To be eligible for enrollment, patients had to have centrally confirmed DLL3-positive, advanced SCLC, large cell NEC, or extrapulmonary NEC after experiencing failure with or being ineligible for available standard therapies, which had to include at least 1 line of platinum-based chemotherapy. Adequate liver, bone marrow, and renal function; and an ECOG performance status of 0 or 1 was also required.
Patients were treated for 36 months or until disease progression, whichever occurred first.
MTD and DLTs in the MTD evaluation period served as primary end points. Secondary end points included objective response per RECIST v1.1 criteria and pharmacokinetic parameters.
As of March 26, 2023, among patients who had received at least 1 dose of BI 764532 (n = 107), the median age was 60 years (range, 32-79) and most were male (57%). Patients with SCLC comprised the majority of the overall population, at 53%; 38% and 8% of patients had extrapulmonary NEC and large cell NEC, respectively.
Regarding prior therapy, most patients had received between 1 and 2 lines (67%), although 31% had received 3 or more. Approximately half of patients (49%) had received prior PD-(L)1 inhibitors. An ECOG performance status of 1 represented the majority of enrolled patients (73%). Brain and liver metastases were present in 38% and 56% of patients, respectively.
Efficacy was evaluated in patients who had undergone at least 1 post-baseline tumor assessment or permanently discontinued treatment prior to tumor assessment. Among all evaluable patients (n = 99), 18% achieved partial response (PR), 23% had stable disease (SD), and 45% experienced progressive disease (PD). Thirteen patients were not evaluable (NE), leading to a disease control rate (DCR) of 41%.
In the SCLC cohort (n = 54), the DCR was 39% (PR, 19%; SD, 20%).
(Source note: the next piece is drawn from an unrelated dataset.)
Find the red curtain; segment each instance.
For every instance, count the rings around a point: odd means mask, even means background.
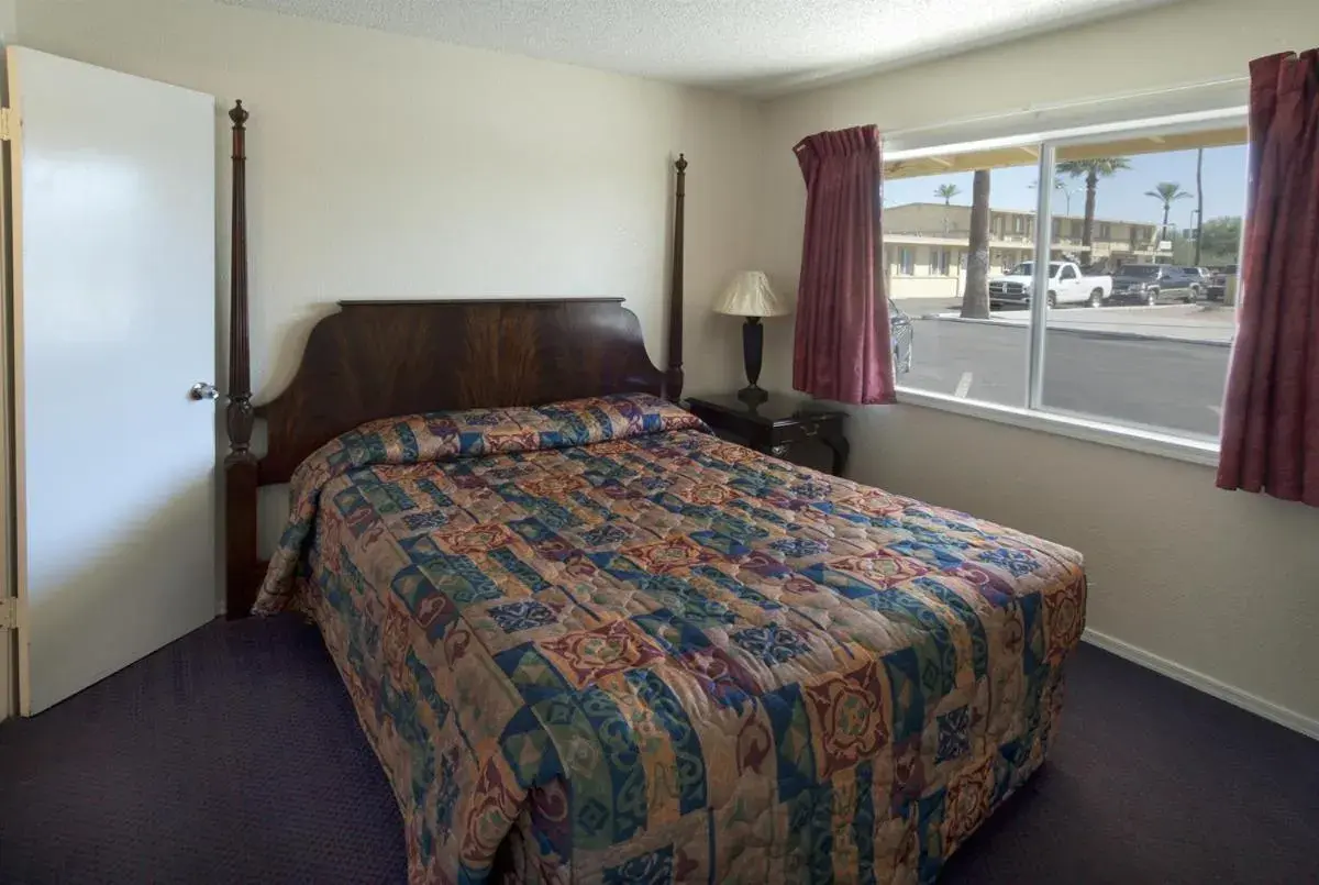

Forty-three percent of patients experienced PD and 19% were NE. In the large-cell NEC cohort (n = 8), 38% of patients achieved either PR or SD, reflecting a DCR of 75%. The remaining 25% of patients experienced PD.
Efficacy was also evaluated in patients with SCLC and large cell NEC who received at least 90 μg/kg of BI 764532. In the SCLC population (n = 39), 26% of patients experienced PR or SD (DCR, 51%), 31% experienced PD, and 18% were NE. In the large-cell NEC cohort (n = 5), patients experienced either PR (60%) or SD (40%), translating to a 100% DCR.
As of April 21, 2023, responses were ongoing in 10 of 13 responders (range, <1 to 10.6). “Although it is too early to assess median duration of response, responses are ongoing in the majority of those who showed a response,” Wermke stated.
Regarding safety, all-cause adverse effects (AEs) occurring in more than 15% of all patients were CRS (grade 1/2, 47%; grade 3-5, 2%), asthenia (29%; 3%), dysgeusia (27%; 0%), constipation (27%; 0%), decreased lymphocyte count (6%; 18%), nausea (21%; 2%), fatigue (18%; 2%), malignant neoplasm progression (0%; 17%), decreased appetite (15%; 3%), aspartate aminotransferase increase (17%; 2%), headache (18%; 0%), and pyrexia (17%; 0%).
Any AE that led to drug discontinuation occurred in 6% of patients.
Wermke noted that CRS was managed with supportive care, corticosteroids, and/or IL-6R antibodies.